Considering the low regard with which the film is usually held, this is a fine bunch of features that should really please fans
The infamous Blue Dreamers deleted scene is mostly here. A lengthy sequence in which Adam and Alex partake of the recreational drug that Benson has given them and have, well, a good time, as well as a fantasy of killing the Captain. Regarded mostly for Farrah Fawcett parading around in super sexy (and rather silly) space lingerie, this is a peculiar delight.
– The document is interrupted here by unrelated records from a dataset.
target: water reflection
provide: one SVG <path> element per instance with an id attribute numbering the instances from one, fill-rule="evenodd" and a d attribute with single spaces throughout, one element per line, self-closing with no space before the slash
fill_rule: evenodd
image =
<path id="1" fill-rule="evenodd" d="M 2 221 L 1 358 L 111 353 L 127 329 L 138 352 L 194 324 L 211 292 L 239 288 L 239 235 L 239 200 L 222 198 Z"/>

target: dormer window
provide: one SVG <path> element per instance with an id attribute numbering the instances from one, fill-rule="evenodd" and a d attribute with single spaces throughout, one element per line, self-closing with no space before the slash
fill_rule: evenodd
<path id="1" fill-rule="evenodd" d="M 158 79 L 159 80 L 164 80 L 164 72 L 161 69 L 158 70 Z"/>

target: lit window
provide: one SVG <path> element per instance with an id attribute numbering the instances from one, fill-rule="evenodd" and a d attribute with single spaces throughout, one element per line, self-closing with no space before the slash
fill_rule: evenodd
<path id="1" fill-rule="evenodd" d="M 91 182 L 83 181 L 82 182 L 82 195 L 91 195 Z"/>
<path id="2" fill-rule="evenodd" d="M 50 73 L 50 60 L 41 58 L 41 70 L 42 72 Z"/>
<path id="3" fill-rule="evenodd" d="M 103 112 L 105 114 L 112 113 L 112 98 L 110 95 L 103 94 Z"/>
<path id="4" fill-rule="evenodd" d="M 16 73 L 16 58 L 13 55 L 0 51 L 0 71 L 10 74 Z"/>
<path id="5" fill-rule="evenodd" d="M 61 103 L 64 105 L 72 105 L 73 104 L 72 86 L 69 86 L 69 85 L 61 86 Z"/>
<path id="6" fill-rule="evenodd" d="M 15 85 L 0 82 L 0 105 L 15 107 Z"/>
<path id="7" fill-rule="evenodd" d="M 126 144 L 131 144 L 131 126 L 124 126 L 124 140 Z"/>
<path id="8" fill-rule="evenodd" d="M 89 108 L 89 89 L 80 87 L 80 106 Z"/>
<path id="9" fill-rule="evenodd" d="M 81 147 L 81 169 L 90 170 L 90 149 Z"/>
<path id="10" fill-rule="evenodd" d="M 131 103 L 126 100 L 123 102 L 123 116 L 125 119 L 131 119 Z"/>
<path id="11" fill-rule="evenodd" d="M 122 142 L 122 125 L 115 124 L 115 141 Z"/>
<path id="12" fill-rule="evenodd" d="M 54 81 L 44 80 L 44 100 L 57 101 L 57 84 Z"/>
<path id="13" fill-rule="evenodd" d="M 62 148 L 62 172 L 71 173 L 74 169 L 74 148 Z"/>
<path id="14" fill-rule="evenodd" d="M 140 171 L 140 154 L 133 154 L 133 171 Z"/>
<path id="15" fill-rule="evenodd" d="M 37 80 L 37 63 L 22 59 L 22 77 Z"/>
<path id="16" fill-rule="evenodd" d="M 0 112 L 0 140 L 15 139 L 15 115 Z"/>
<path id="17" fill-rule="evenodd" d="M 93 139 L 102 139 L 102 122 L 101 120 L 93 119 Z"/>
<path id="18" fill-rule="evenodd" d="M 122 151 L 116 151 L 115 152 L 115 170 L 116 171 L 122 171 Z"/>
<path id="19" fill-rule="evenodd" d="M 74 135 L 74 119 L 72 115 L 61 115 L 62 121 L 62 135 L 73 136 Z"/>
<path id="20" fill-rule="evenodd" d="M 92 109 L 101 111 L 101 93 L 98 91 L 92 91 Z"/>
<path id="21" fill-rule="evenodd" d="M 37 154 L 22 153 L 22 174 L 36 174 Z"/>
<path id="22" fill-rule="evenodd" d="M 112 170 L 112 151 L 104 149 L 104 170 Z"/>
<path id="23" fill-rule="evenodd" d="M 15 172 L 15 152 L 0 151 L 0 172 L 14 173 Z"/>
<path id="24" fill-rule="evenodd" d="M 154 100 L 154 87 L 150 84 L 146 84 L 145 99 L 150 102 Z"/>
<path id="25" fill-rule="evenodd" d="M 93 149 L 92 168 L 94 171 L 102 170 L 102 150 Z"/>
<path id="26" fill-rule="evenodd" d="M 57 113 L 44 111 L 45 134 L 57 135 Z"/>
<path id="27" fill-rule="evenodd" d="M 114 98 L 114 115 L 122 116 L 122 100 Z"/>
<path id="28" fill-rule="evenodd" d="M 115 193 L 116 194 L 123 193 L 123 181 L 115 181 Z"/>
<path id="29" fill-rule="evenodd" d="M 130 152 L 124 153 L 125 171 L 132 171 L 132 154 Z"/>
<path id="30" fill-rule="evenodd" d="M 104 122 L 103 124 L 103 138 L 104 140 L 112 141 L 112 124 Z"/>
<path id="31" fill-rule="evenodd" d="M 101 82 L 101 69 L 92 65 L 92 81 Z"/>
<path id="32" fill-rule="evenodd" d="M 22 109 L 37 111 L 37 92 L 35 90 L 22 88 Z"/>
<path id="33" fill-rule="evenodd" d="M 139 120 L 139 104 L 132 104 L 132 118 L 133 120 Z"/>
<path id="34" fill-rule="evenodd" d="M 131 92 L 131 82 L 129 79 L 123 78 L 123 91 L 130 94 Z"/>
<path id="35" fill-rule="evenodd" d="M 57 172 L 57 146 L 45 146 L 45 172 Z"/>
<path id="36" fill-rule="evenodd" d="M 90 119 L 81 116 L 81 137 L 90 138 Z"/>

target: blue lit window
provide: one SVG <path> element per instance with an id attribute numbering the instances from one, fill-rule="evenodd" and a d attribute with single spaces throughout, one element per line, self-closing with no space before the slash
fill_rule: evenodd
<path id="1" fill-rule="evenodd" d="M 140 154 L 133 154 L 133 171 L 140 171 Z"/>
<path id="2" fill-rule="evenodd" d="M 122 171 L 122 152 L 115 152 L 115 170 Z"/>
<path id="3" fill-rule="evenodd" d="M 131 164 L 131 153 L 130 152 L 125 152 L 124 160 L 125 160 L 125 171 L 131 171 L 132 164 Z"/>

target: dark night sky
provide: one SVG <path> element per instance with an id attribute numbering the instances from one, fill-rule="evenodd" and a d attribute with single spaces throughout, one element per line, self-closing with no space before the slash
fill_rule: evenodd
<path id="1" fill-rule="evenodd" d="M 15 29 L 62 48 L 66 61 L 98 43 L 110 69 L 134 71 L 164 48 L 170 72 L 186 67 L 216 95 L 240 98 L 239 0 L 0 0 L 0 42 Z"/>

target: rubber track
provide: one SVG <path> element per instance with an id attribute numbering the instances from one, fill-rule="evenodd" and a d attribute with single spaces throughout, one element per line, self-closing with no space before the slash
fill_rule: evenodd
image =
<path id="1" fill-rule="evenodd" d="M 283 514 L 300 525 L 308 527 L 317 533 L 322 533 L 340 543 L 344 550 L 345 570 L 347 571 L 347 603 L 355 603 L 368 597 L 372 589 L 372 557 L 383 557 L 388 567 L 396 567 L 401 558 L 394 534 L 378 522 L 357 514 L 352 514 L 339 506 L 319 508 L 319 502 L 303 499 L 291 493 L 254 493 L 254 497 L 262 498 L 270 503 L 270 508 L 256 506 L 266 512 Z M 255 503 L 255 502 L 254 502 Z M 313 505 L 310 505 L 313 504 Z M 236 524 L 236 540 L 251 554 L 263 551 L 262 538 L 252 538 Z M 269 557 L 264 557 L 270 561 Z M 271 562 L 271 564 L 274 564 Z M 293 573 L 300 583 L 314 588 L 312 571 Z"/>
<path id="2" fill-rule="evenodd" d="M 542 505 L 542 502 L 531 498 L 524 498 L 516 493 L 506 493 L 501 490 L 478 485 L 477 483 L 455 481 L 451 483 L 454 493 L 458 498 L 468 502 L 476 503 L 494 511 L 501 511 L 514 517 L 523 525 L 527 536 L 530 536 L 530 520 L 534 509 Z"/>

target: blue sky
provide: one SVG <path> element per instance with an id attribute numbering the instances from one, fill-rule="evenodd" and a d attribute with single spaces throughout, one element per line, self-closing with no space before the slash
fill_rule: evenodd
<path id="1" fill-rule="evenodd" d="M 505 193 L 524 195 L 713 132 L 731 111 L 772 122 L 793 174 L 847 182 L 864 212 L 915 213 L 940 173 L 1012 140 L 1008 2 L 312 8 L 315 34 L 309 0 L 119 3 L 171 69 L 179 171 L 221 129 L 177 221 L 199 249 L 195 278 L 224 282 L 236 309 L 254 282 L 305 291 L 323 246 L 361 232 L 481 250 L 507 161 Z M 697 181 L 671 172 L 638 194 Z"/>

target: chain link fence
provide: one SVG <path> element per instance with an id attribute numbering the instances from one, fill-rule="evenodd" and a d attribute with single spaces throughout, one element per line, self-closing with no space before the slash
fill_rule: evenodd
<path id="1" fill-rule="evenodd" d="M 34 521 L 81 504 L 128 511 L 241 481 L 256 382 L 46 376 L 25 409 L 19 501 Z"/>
Sadly, the sound drops out entirely towards the end.
Further additional scenes that were shown in US Network TV prints detail some great moments that provide answers to why Benson’s shuttle explodes and extend other character elements, such as Benson’s growing frustration with not being able to have Alex. These are in poor shape and 4:3, but still perfectly watchable.
There is also a Stills Gallery, TV Spots and the film’s Theatrical Trailer.
Considering the low regard with which the film is usually held, this is a fine bunch of features that should really please fans out there.
Is Saturn 3 Blu-ray Worth BuyingScream bring out another cult genre treasure and give it the treatment it deserves. Their transfer of Stanley Donen’s erroneously maligned SF chiller-thriller Saturn 3 is a strong one that looks and sounds quite dynamic and faithful. The extra features reveal the sort of affection from a label that fans should feel very appreciative of and thankful for. The commentary is a little faltering at times, but there is genuine passion there, the host of deleted scenes are a delight – especially the almost mythical Blue Dreamers sequence – and the two interviews shed some light on the film’s troubled production.
It’s Space 1999 meets The Terminator and makes for a successfully suspenseful SF thriller
With such a bad reputation preceding it, you would expect this to be a disaster. Now, if you read my comprehensive Article on the film, you will see that I am clearly biased. But, regardless of my affection for this mélange of Frankenstein, Alien and Forbidden Planet, Saturn 3 is fine and lusty, if occasionally goofy, example of star-powered exploitation. Considering that this wasn’t his forte at all, and the drastic slashing of the budget, I think Stanley Donen did a great job.
It’s Space 1999 meets The Terminator and, contrary to what you’ve probably heard or read elsewhere, it makes for a successfully suspenseful SF thriller.
There might not many others who will, but I definitely recommend it.